Este artículo no iba a versar sobre lo que versa. Pensaba titularlo 'Elogio del golf' y establecer en él un paralelismo entre este deporte ―el más cruel, frustrante de cuantos hay― y la vida. Tanto en lo primero como en lo segundo los sinsabores son, ay, más frecuentes, ¡infinitamente más!, que las alegrías, pero por algún extraño motivo los vivientes no se suicidan salvo en contadas ocasiones y los golfistas siguen haciendo lo suyo aun cuando el sentido común los impele a desistir. Creo que se debe a que el drama de un palazo, igual que la oscuridad de una muerte, palidecen ante el placer sensual de un buen golpe, uno pegado 'en la yema', y ante bellezas como la de un atardecer en la costa o la del abrazo de un hijo. Seguimos jugando al golf porque un putt embocado desde lejos justifica todas las anteriores pifias perpetradas desde cerca. Seguimos viviendo porque un solo acto de amor eclipsa una multitud de espasmos de odio.

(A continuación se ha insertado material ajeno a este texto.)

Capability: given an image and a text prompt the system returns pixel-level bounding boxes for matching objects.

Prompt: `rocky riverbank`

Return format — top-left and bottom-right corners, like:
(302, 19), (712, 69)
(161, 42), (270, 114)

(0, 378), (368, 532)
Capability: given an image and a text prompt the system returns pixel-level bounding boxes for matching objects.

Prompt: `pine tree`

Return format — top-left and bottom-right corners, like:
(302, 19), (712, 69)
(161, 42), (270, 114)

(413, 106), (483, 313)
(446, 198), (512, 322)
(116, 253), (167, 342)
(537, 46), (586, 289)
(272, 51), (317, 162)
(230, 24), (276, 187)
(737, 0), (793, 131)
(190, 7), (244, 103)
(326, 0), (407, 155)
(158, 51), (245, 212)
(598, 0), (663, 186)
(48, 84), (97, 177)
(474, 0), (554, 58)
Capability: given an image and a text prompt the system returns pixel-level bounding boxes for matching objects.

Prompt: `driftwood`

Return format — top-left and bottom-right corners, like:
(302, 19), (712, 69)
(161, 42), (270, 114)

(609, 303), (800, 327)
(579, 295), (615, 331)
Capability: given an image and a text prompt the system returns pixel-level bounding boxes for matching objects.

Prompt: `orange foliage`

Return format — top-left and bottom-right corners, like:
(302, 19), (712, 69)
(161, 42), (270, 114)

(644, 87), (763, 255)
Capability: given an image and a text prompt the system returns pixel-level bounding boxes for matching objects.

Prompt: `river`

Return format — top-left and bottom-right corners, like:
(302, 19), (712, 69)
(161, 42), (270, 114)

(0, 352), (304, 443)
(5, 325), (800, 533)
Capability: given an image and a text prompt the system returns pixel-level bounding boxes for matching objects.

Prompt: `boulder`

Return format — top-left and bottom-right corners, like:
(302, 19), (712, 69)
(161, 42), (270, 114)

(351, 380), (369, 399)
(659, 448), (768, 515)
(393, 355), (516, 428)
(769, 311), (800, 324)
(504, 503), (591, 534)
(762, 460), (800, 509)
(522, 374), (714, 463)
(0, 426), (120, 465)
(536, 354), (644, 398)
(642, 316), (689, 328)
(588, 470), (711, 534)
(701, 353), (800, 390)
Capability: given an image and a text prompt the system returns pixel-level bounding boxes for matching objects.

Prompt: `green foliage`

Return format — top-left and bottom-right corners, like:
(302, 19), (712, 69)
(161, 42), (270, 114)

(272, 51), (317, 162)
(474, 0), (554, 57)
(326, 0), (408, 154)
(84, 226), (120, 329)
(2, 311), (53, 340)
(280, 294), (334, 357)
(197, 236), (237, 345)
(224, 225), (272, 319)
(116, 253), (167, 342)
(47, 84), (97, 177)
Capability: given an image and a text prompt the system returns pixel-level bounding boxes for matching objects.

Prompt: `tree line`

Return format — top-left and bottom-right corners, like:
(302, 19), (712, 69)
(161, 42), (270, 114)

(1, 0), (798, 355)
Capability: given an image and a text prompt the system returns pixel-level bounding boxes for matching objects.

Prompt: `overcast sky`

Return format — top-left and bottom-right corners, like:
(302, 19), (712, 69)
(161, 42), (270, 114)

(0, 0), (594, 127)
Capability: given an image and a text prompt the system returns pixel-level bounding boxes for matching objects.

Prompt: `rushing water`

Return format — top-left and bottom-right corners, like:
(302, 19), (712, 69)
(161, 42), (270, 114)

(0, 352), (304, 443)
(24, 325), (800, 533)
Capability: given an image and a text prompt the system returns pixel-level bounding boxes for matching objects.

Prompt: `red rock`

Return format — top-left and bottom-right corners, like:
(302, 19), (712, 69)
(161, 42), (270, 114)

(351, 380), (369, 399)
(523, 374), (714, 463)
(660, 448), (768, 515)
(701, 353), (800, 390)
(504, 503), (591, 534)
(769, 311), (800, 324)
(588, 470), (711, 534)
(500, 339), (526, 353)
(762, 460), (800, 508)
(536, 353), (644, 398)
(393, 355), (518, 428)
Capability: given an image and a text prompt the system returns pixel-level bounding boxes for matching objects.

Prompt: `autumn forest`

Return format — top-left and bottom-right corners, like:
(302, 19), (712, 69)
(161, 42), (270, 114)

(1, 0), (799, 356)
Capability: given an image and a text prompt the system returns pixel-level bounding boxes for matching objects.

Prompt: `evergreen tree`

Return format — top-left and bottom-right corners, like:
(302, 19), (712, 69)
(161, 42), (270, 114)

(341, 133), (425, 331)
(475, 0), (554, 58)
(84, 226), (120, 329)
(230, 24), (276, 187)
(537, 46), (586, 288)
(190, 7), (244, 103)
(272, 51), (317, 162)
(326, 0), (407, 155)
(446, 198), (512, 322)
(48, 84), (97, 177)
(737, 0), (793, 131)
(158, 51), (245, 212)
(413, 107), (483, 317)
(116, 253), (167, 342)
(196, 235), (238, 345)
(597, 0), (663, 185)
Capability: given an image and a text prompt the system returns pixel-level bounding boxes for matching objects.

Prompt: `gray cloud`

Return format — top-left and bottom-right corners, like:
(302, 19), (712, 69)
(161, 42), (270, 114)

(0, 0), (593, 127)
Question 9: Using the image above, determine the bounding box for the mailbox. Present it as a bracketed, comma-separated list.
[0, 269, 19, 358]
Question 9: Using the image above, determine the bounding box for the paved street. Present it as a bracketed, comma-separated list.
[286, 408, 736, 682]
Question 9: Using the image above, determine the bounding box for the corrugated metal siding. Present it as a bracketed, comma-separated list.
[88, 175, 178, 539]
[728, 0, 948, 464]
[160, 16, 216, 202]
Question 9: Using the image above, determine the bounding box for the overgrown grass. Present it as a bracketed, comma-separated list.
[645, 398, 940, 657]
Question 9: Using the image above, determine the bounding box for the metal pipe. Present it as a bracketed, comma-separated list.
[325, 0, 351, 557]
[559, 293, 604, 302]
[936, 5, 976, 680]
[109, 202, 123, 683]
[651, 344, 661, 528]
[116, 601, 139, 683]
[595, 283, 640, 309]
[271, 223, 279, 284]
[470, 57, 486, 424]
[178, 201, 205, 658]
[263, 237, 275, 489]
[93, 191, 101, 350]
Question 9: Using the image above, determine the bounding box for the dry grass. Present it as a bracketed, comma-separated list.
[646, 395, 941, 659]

M. me preguntó anteayer si tenía ya el artículo de hoy, yo le conté esta misma idea con cierto entusiasmo y ella, bendecida por los dioses con la virtud de arrastrarme desde las brumas de mi ensoñación hasta el suelo firme de la realidad, me recordó que mi último artículo publicado era 'Elogio de la playa', añadió que antes de ese elogio había escrito otros tantos y me conminó a ser un poco más creativo, que para eso me pagan. Como M. tenía razón ―casi siempre la tiene―, yo decidí escribir sobre otra cosa, no fuese a ocurrir que los directivos de Vozpópuli repararan en mi falta de originalidad y me despidieran en un arrebato de indudable lucidez.
No obstante, aunque M. tuviera razón y yo lo reconociera porque sólo soy soberbio en momentos puntuales, su recriminación me brindó un inconfesable regocijo. Me alegra haber escrito tantos elogios porque una de las misiones del escritor ―y más cuando éste es católico― radica en cantar cuanto de bueno hay en este mundo y en redimir lo que lo es un poco menos. Escribí un elogio de la siesta porque la siesta es un bien rotundo, incuestionable, y compete al escritor celebrar con su pluma los dones que se nos han concedido. Escribí otro de la playa porque también compete al escritor celebrar como prodigios las cosas que otros lamentan como catástrofes, mostrar la bondad intrínseca de las realidades cuya bondad es más dudosa, ésas que suscitan división de opiniones e incluso críticas unánimes.
Elogios de los elogios
A propósito de esto, el otro día conversé sobre la decadencia de Occidente con uno de los amigos de un buen amigo mío que ahora, tras esa conversación y alguna otra, es también él un buen amigo mío. Repasamos juntos, exhaustivamente, cada uno de los males que afligen a nuestra maltrecha civilización y terminamos de hablar, creo, con la satisfacción que debe de sentir el profesor cuando pronuncia la última palabra de su lección magistral: ¡qué gran análisis! Sin embargo, rumiando el coloquio horas más tarde, me aguijoneó una punzada de remordimiento. Nuestra realidad está mal, por descontado, pero también lo está la mirada que no percibe los rastros de bien que hay en ella, la mirada que ve el vaso medio vacío y no medio lleno, esa mirada que, por oscura, es insensible a la verdad de que la existencia del mal es también una oportunidad para la virtud y de que en cualquier caso es una suerte haber nacido cuando lo hemos hecho.
Incluso el más ínfimo de los seres, el más tenebroso de los siglos, es digno de ser cantado
Los elogios son importantes siempre porque constituyen nuestro peculiar modo de hacer justicia a la realidad ―buena, muy buena― que nos circunda. Pero lo son especialmente en este tiempo, cuando una sombra parece haber envuelto el mundo y los signos de una decadencia se antojan ya insoslayables. Son importantes porque nos dan esperanza cuando la desesperación es la única actitud lógica. Porque nos recuerdan que incluso el más ínfimo de los seres, el más tenebroso de los siglos, es digno de ser cantado. Porque nos muestran que ni siquiera la oscuridad de nuestra época opaca el esplendor de una realidad que la trasciende.
Yo pretendía ser original, creativo y, sin embargo, tan poco ingenioso como siempre, he terminado escribiendo algo así como una metafísica de los elogios, es decir, un elogio de todos los elogios. Lo único que me consuela en medio de la desolación es que ni el lector ni la autoridad competente pueden pedirme cuentas a mí. La culpa la tiene Dios, quien, severo conmigo como sólo él sabe serlo, creó una realidad inevitablemente elogiable.